Citrinin is a mycotoxin, which is a toxic compound produced by certain types of fungi. It is commonly produced by Penicillium citrinum and Aspergillus terreus. Citrinin has been found to contaminate various food and feed commodities, including cereals, fruits, vegetables, and dairy products.
Clinically, citrinin exposure can cause a range of toxic effects in humans and animals, including nephrotoxicity (kidney damage), hepatotoxicity (liver damage), genotoxicity (damage to DNA), and immunotoxicity (suppression of the immune system). Symptoms of citrinin poisoning may include nausea, vomiting, diarrhea, abdominal pain, increased urination, and kidney failure.
It is important to note that citrinin contamination in food and feed can be minimized through proper storage, handling, and processing practices. Additionally, regulatory limits have been established in many countries to control the levels of citrinin in food and feed.
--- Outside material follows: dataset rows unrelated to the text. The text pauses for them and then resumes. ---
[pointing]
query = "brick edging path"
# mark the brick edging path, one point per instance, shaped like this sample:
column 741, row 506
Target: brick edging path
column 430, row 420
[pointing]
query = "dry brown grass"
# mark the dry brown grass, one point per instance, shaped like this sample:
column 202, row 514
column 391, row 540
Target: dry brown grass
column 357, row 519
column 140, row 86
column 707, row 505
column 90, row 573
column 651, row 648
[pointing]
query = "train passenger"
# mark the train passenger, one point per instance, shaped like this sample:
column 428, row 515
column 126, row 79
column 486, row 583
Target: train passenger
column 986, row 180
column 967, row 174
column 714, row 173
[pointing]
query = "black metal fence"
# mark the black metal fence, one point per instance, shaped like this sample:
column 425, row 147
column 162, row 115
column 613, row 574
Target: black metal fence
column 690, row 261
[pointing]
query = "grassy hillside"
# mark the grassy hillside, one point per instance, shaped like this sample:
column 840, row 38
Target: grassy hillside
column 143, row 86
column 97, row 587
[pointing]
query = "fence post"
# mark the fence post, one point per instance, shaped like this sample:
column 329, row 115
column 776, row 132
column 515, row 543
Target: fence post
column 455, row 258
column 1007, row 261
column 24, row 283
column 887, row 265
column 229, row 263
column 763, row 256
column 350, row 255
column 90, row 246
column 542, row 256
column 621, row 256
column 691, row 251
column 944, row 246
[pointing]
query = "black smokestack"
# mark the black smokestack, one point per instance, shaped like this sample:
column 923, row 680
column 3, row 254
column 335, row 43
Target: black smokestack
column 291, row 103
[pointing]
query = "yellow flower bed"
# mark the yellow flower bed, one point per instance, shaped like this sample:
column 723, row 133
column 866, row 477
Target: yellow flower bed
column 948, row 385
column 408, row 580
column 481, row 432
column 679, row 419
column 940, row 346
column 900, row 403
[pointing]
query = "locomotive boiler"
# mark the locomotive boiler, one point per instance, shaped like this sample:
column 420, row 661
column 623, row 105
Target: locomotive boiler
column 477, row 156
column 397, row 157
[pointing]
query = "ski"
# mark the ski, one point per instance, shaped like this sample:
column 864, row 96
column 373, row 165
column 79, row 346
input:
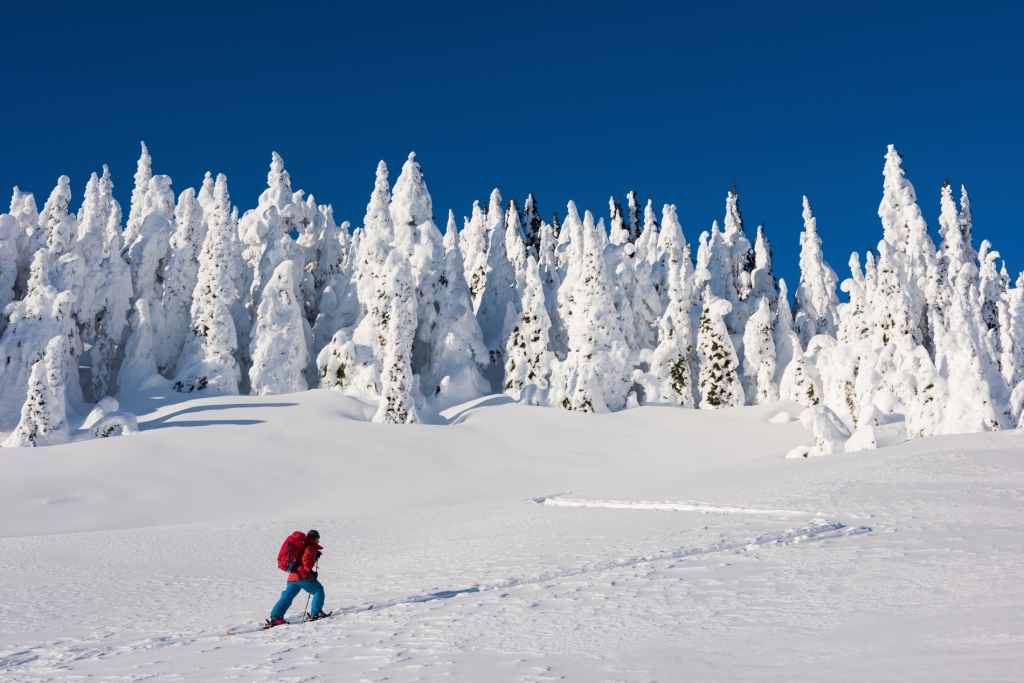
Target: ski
column 235, row 631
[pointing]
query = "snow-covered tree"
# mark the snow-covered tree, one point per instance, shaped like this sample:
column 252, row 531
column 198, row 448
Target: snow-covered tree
column 140, row 353
column 44, row 417
column 43, row 313
column 619, row 233
column 142, row 176
column 816, row 304
column 531, row 221
column 279, row 349
column 671, row 378
column 207, row 359
column 180, row 275
column 759, row 356
column 594, row 377
column 635, row 223
column 397, row 381
column 527, row 356
column 514, row 244
column 499, row 289
column 718, row 382
column 474, row 254
column 457, row 348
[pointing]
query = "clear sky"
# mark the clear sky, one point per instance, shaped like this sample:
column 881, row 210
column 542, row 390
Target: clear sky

Mycotoxins are toxic secondary metabolites produced by certain types of fungi (molds) that can contaminate food and feed crops, both during growth and storage. These toxins can cause a variety of adverse health effects in humans and animals, ranging from acute poisoning to long-term chronic exposure, which may lead to immune suppression, cancer, and other diseases. Mycotoxin-producing fungi mainly belong to the genera Aspergillus, Penicillium, Fusarium, and Alternaria. Common mycotoxins include aflatoxins, ochratoxins, fumonisins, zearalenone, patulin, and citrinin. The presence of mycotoxins in food and feed is a significant public health concern and requires stringent monitoring and control measures to ensure safety.
Penicillic acid is not typically defined in medical terms, but it is a toxin produced by certain types of fungi. It's a type of mycotoxin that can contaminate food and feed, and it has been associated with various health effects in animals and humans, including liver and kidney damage. However, it is not considered a primary medical concern for most individuals.
I'm sorry for any confusion, but "Malus" is not a medical term. It is a genus name in the plant kingdom, referring to the apple tree. If you have a different term or concept in mind, please provide it so I can give you an accurate definition or explanation.